今木神社(横手市十文字町)概要: 今木神社は大宮川の水の信仰から宝龍権現を祭っていたとされます。一方、伝承によると守屋を名乗る身分の高い人物が都から当地に土着し、家宝である玉と龍を祭る為、天平2年(730)一宇を設けたのが始まりと伝えられています。詳細は勉強不足の為に判りませんが、今木神社を創建した守屋氏は保呂羽山波宇志別神社の神官だった物部系守屋氏一族のような印象を受けました。守屋氏は天平宝字元年(757)に勝軍山神社を創建したとの伝承がある事からも、勢力を広げる為、積極的に布教活動をしていたのかも知れません。

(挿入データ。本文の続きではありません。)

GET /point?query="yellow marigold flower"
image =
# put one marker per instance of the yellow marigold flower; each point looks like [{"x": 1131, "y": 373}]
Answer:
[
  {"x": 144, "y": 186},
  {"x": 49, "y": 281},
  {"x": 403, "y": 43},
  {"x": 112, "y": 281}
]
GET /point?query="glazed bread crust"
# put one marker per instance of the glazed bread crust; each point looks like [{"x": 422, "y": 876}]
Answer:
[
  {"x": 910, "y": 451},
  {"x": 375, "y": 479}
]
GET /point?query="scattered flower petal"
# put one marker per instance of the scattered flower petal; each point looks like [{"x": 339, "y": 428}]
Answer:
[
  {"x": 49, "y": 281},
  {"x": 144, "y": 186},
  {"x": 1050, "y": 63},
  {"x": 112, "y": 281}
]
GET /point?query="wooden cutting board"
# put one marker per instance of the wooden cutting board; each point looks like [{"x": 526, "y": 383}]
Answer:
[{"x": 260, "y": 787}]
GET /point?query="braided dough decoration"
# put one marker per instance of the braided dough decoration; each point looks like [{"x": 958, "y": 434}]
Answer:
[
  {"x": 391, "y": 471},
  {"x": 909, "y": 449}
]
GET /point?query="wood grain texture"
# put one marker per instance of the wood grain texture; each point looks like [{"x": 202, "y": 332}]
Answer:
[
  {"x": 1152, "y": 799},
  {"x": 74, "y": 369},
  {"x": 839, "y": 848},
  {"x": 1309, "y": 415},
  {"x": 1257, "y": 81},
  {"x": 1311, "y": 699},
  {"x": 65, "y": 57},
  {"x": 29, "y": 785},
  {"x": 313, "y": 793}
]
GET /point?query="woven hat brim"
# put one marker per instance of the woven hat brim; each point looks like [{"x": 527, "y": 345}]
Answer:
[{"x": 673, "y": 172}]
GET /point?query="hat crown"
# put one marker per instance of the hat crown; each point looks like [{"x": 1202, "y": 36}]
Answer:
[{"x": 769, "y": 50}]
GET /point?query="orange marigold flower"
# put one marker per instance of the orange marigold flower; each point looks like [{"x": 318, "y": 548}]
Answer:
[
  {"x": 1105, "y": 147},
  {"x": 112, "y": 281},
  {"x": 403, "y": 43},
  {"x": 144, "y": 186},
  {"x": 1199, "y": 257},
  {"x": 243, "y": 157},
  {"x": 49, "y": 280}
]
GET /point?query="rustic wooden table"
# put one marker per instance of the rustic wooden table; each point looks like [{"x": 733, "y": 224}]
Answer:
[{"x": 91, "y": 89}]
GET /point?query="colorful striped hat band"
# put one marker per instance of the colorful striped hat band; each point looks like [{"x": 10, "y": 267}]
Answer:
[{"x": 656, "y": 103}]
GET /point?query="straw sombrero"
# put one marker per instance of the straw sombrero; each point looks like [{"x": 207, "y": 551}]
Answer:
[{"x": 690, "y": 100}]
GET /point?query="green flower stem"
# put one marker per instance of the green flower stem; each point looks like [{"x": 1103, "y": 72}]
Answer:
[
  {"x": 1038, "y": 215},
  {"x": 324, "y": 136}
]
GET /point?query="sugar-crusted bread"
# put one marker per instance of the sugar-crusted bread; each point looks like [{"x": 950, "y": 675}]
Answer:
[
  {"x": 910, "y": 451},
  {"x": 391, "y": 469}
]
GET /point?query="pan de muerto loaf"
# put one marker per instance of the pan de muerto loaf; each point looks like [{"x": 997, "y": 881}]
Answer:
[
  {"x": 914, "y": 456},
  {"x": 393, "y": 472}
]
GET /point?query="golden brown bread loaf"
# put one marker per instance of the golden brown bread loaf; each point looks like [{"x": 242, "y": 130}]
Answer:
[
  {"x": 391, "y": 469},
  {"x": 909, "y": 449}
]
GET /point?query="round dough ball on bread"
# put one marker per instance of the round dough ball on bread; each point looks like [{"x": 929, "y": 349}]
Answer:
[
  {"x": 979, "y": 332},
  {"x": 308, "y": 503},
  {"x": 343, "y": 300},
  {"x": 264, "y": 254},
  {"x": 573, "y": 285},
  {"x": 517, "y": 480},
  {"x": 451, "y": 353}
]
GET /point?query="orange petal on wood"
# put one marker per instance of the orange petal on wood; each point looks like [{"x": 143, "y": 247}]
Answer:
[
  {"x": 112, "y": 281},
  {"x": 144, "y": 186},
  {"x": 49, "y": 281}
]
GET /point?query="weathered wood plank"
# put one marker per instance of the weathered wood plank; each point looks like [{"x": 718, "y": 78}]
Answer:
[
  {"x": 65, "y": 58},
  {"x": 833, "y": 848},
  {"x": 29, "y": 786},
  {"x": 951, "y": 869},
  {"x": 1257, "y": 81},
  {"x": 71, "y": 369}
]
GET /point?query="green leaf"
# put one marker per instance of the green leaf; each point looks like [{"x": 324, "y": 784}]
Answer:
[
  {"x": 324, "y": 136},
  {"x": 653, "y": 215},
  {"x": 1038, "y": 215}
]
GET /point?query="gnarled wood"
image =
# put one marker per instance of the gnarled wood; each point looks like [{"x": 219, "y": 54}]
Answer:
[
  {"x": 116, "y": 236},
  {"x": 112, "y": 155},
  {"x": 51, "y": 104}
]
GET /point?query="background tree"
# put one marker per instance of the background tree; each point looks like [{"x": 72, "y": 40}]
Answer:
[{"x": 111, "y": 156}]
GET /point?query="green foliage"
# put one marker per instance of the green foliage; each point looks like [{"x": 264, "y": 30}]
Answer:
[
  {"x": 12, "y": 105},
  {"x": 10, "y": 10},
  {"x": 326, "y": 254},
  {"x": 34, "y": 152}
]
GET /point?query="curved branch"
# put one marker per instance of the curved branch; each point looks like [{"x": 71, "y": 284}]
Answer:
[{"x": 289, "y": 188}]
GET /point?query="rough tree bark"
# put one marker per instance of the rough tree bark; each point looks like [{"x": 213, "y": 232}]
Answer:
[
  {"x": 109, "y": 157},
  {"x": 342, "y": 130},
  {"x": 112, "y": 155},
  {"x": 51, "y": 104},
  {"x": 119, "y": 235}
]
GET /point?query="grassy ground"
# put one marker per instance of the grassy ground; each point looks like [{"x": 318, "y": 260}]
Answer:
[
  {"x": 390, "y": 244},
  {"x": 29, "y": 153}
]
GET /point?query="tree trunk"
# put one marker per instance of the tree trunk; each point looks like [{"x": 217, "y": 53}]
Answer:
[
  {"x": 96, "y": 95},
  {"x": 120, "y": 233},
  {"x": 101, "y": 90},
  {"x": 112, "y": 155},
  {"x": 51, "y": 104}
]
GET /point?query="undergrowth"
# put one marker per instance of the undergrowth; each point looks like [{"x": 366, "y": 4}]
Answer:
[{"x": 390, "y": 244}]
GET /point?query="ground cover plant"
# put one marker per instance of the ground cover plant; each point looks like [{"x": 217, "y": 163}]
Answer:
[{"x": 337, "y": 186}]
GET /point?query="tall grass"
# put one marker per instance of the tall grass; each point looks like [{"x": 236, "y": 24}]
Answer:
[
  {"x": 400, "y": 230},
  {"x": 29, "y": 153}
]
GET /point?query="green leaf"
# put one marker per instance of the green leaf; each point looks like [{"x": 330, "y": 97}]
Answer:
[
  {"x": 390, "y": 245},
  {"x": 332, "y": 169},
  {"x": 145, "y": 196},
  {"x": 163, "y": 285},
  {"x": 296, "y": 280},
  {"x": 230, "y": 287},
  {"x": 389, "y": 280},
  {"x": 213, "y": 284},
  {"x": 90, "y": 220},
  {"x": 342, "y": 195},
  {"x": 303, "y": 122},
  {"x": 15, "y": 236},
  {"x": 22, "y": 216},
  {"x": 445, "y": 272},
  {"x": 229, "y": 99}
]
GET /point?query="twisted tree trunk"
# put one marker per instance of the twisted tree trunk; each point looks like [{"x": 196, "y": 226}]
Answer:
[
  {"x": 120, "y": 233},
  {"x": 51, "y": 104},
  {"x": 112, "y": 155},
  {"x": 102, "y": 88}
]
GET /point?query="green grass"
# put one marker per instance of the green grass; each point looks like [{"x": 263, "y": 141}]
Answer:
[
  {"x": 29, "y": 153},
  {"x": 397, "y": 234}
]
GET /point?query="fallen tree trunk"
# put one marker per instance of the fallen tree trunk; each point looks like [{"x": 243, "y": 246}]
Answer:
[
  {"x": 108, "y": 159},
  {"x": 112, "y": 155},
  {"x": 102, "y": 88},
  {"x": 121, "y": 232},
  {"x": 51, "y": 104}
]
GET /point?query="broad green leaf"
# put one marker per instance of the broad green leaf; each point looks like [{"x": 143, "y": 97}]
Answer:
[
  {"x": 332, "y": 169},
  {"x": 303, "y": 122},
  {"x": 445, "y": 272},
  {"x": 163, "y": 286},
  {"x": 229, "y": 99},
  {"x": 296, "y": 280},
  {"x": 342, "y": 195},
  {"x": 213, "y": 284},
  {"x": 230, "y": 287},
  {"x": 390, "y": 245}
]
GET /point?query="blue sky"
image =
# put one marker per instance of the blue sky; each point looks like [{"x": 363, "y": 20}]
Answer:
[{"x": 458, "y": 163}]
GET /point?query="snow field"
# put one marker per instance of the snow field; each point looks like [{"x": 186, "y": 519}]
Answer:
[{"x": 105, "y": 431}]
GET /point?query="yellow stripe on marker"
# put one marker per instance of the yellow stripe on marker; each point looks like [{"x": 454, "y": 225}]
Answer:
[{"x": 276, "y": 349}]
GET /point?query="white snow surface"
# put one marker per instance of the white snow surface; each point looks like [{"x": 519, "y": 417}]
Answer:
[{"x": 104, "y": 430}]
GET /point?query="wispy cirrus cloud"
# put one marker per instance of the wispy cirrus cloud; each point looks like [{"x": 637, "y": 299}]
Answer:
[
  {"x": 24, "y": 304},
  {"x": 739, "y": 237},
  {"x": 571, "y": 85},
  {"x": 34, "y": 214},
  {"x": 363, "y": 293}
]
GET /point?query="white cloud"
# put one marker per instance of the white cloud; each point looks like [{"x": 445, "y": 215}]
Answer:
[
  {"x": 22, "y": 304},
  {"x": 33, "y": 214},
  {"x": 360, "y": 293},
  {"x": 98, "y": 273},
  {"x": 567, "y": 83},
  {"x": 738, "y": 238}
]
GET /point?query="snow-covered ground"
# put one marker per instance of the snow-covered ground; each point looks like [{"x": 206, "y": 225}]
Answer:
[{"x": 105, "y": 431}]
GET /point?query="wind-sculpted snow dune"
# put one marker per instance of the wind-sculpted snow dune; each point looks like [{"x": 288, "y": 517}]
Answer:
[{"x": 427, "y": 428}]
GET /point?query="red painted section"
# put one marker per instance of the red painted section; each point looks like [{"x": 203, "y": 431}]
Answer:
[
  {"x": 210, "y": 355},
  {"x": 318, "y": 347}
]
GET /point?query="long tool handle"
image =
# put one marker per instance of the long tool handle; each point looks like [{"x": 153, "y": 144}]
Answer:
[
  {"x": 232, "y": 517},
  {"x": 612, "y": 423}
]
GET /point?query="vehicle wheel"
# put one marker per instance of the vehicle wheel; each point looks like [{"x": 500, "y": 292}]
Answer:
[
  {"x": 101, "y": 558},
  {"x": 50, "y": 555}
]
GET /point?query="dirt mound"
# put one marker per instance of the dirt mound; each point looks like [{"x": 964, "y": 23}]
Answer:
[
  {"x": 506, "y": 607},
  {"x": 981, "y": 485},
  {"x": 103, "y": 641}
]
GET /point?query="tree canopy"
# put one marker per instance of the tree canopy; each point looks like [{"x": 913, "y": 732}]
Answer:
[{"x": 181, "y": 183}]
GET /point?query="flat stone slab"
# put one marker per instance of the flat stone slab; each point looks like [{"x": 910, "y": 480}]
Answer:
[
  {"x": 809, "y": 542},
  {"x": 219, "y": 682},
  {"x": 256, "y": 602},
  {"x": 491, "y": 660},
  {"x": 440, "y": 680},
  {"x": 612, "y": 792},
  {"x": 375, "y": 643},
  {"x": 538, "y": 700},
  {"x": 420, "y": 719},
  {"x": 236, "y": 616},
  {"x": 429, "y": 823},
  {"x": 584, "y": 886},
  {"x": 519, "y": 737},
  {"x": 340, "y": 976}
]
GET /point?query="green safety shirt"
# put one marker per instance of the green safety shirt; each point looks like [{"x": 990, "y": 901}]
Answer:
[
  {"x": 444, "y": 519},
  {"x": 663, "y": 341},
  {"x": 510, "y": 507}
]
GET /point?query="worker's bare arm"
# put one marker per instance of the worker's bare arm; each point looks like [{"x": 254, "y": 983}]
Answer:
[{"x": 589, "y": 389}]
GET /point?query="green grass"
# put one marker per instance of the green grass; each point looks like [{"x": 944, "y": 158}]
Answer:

平安時代後期の天喜年間(1053〜1058年)に前九年合戦が勃発すると、乱の平定の為に当地まで進軍した源義家に氏子達が兵糧を献上した事に感謝した義家が今木神社を参拝したと伝えられています(一般的に源義家が主体的に活躍し、横手地方が戦場になったのは後三年合戦ですが、当地で伝わる伝承の年代では主に義家の父親である源頼義が活躍し岩手県が戦場になった前九年合戦の時期に重なります)。明治時代の神仏分離令を経て明治6年(1873)に村社に列しています。
今木神社は集落から少し離れた田んぼの中央にあり、社殿の向きも集落へ特に向いていない事から、この場所に何か由来があるのかも知れません。境内には古社らしく大木が生い茂り雰囲気があります。今木神社社殿は木造平屋建て、入母屋、鉄板葺、平入、桁行3間、正面1間向拝付、外壁は真壁造り板張り、さほど大きくはありませんが、彫刻がかなり凝っていて、横手市では多い力士像も4体屋根を支えています。祭神:日本武尊、建御雷神、経津主神、天照大神、月読神。